TRADITIONAL MARTIAL ARTS

TRADITIONAL MARTIAL ARTS

Monday, June 26, 2023

TWO-WAY STREET

 by Phillip “Pete” Starr

One of my friends had a martial arts instructor who told her that the teacher has five responsibilities/relationships to the student and she said she'd forgotten what he'd said about it. Actually, I think it's a two-way street.

Being a teacher (of any kind) is a great and terrible responsibility. One of my students once presented me with a T-shirt that read, “To teach is to touch a life forever.” And that's very true, more than most of us realize. Martial arts instructors, especially, have a huge impact on their student's lives. It isn't just teaching techniques or footwork, or forms; it impacts the students physically, mentally, and spiritually. This is as true for adults as it is for children.


I've often said that a teacher must be ready, willing, and able to learn from his students! If he cannot or will not, he's in the wrong business.

The teacher must be thoroughly versed in the art that he teaches and train himself daily, striving for perfection and a better understanding of what he teaches. Nothing is worse than a so-called teacher who rarely practices himself and who has stopped growing in his art. It's a never-ending process. In this regard, he sets an example for the student...not just in his chosen art, but in daily life as well.


It goes without saying that the teacher must attend classes and not just show up when it's convenient, leaving his teaching duties to senior students.

Of course, the teacher must be honest with his students. If he doesn't know the answer to a particular question, he should be honest enough to admit it. So many teachers act as if they know virtually everything about their art but this is never true. I've known teachers who are angered when asked a question that they're unable to answer. This is certainly a poor example to set for the student(s) involved.

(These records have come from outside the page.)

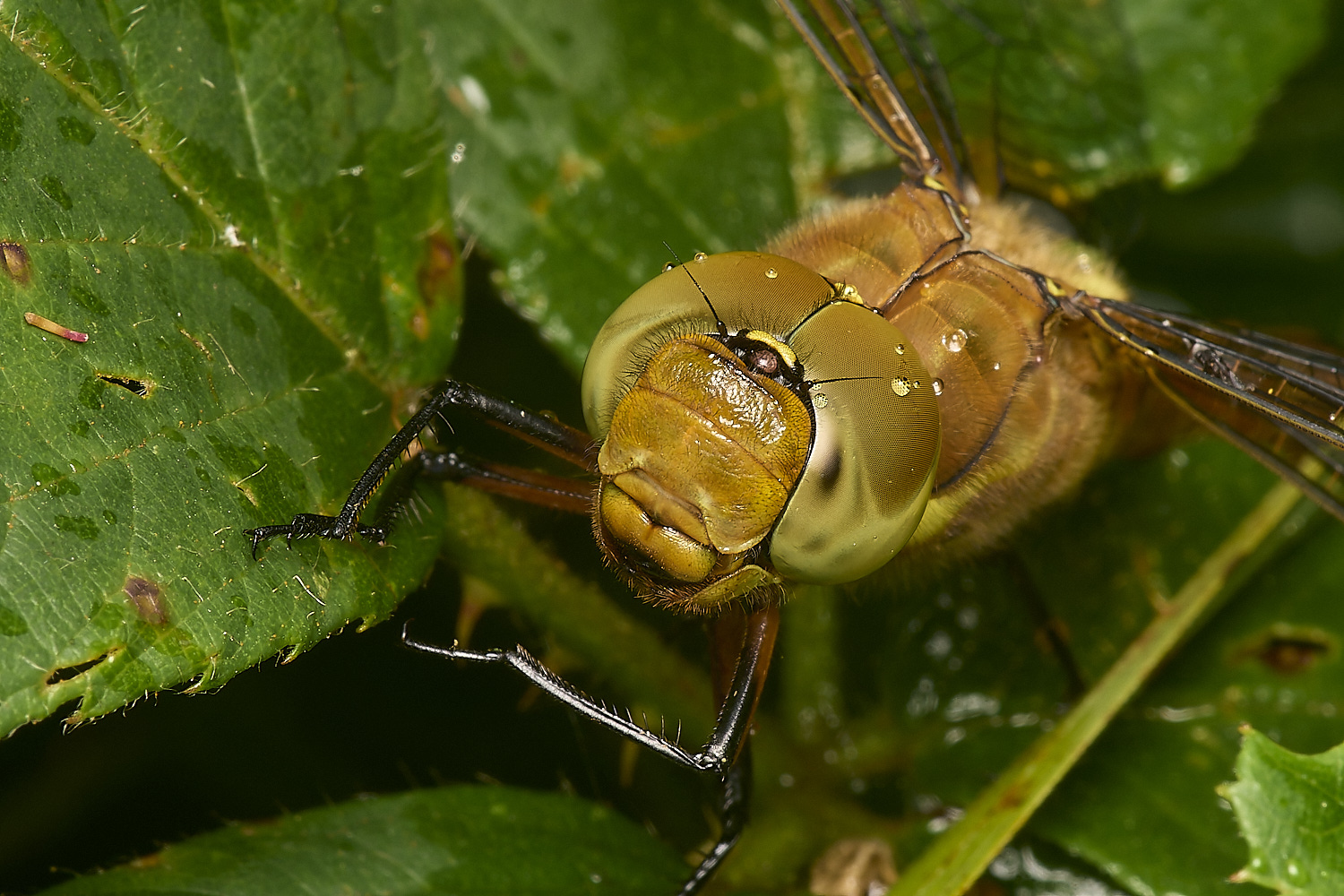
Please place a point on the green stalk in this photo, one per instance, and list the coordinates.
(957, 858)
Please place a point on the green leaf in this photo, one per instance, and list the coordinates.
(452, 840)
(257, 242)
(1075, 99)
(601, 134)
(1289, 807)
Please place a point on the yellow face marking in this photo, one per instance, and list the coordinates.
(776, 346)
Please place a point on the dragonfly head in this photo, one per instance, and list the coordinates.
(760, 425)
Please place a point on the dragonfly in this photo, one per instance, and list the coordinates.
(890, 378)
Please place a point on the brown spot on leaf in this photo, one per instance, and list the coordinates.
(440, 273)
(147, 598)
(1289, 649)
(13, 260)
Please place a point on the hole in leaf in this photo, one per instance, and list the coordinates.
(139, 387)
(66, 673)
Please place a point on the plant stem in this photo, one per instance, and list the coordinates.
(956, 860)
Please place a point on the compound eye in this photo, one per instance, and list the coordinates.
(763, 362)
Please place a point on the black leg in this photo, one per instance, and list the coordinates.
(538, 429)
(723, 756)
(734, 809)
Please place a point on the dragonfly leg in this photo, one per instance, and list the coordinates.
(723, 756)
(540, 430)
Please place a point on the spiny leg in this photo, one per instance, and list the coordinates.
(540, 430)
(725, 756)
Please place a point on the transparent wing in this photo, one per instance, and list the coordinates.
(851, 38)
(1277, 401)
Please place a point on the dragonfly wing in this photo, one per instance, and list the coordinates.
(844, 37)
(1277, 401)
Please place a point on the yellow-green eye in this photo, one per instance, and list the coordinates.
(823, 367)
(874, 449)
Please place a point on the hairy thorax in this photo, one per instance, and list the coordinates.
(1029, 398)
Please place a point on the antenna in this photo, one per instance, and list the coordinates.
(723, 328)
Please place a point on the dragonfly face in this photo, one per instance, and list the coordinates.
(898, 373)
(779, 430)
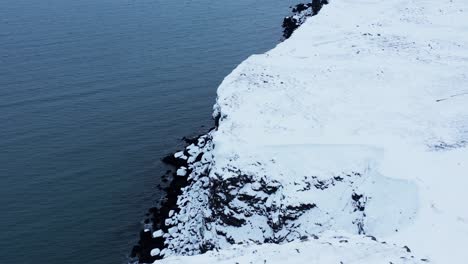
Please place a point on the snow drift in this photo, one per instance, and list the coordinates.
(357, 125)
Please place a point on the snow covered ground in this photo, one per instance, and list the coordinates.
(356, 125)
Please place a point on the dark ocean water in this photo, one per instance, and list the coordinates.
(92, 94)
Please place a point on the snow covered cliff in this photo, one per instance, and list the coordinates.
(347, 143)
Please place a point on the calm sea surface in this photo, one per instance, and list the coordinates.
(92, 94)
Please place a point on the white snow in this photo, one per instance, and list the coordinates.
(337, 249)
(158, 233)
(182, 171)
(364, 107)
(155, 252)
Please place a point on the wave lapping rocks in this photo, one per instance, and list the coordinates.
(356, 129)
(301, 13)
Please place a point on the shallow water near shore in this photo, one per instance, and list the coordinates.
(92, 95)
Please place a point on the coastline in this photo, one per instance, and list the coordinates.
(157, 216)
(242, 196)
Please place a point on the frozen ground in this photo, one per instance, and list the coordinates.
(356, 125)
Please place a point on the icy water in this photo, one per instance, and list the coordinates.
(92, 94)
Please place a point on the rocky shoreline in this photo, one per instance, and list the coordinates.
(151, 245)
(320, 143)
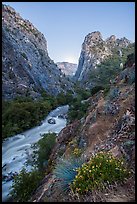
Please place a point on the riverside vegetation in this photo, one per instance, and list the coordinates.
(78, 175)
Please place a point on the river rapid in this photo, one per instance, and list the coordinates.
(17, 149)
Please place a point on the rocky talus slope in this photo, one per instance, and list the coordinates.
(67, 68)
(26, 67)
(108, 126)
(95, 50)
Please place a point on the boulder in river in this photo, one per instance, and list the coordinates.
(51, 121)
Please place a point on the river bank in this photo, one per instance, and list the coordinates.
(17, 149)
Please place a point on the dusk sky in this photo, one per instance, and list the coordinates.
(65, 24)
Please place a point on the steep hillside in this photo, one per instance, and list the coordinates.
(108, 126)
(95, 51)
(26, 67)
(67, 68)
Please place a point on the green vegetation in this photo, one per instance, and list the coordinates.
(24, 185)
(21, 114)
(42, 151)
(65, 172)
(102, 169)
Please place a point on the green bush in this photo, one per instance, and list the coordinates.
(102, 169)
(24, 185)
(65, 172)
(19, 114)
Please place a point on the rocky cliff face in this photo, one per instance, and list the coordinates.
(108, 126)
(67, 68)
(95, 50)
(26, 67)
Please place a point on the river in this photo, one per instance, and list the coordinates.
(17, 149)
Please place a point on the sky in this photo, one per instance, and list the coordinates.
(65, 24)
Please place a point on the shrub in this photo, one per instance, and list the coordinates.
(96, 89)
(103, 168)
(114, 93)
(65, 172)
(24, 184)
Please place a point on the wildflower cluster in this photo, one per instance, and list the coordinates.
(77, 152)
(103, 168)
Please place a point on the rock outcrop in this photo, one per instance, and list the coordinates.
(94, 51)
(67, 68)
(26, 67)
(108, 126)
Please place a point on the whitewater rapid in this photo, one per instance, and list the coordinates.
(17, 149)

And above all, he must care...REALLY care. If his students are just so many faces and/or a means of padding his wallet, he's a charlatan. I don't think that caring is necessarily something that can be learned; one either is a caring person or not. The teacher should care about each student not just in so far as their martial development is concerned, but about their lives and how they're coping.


And the teacher must encourage and allow his students to grow, even if it means that they will exceed him in some way. That should be the goal of teaching, shouldn't it? If our students never exceed us and their students never exceed them and so on...the arts will go into a sharp decline!

As for students, they should show up for class...that's the “first discipline” as one teacher said. After all, the teacher is taking a part of his life to be there for the student...so the student should attend class, if at all possible. If he/she cannot do so for some reason, the teacher should be notified as soon as possible.


The student has an obligation to do as his teacher says and to practice diligently at home, striving to master what he has been taught. To fail in this is to waste the teacher's valuable time and to simply “spin your tires” and go nowhere. It's disrespectful.

In days past, a student who wished to learn from another teacher while still training with his primary instructor, had to get permission from the latter before doing so. Failure in this could result in rather severe punishments because it is terribly disrespectful. One famous kung-fu teacher I knew showed me his wrist after we had practiced taijiquan together and he noticed that I'd looked at it wonderingly. On the radial side (that's the thumb side for you rednecks), it looked like someone had used a spoon to scoop out tissue and bone. I asked what had happened. He told me that some time after he'd arrived in America (and became accustomed to Western ways), he'd sought instruction in quin-na (seizing and joint twisting) from another well-known teacher of the art.


Some time later when he was visiting his original teacher (who was up in years by that time) in Hong Kong, he mentioned this fact and his teacher asked him to perform one of the quin-na techniques on him so that he could experience it. When he did, his teacher immediately struck him on his wrist (causing the malformation), causing terrific pain. When his student asked why he had done it, he replied that he (the student) had never asked permission to train with another teacher! He also told him that the malformation was permanent; it would be a constant reminder of why he should adhere to the “old ways” of the student-teacher relationship...


It was always proper for the senior student(s) to look after the teacher when the teacher reached his senior years. Students would ensure that he would have a place in which to live and otherwise care for him. In those days, a teacher would usually have only a handful of students, and maybe just one! This kind of thing has been largely forgotten in the West. A pity.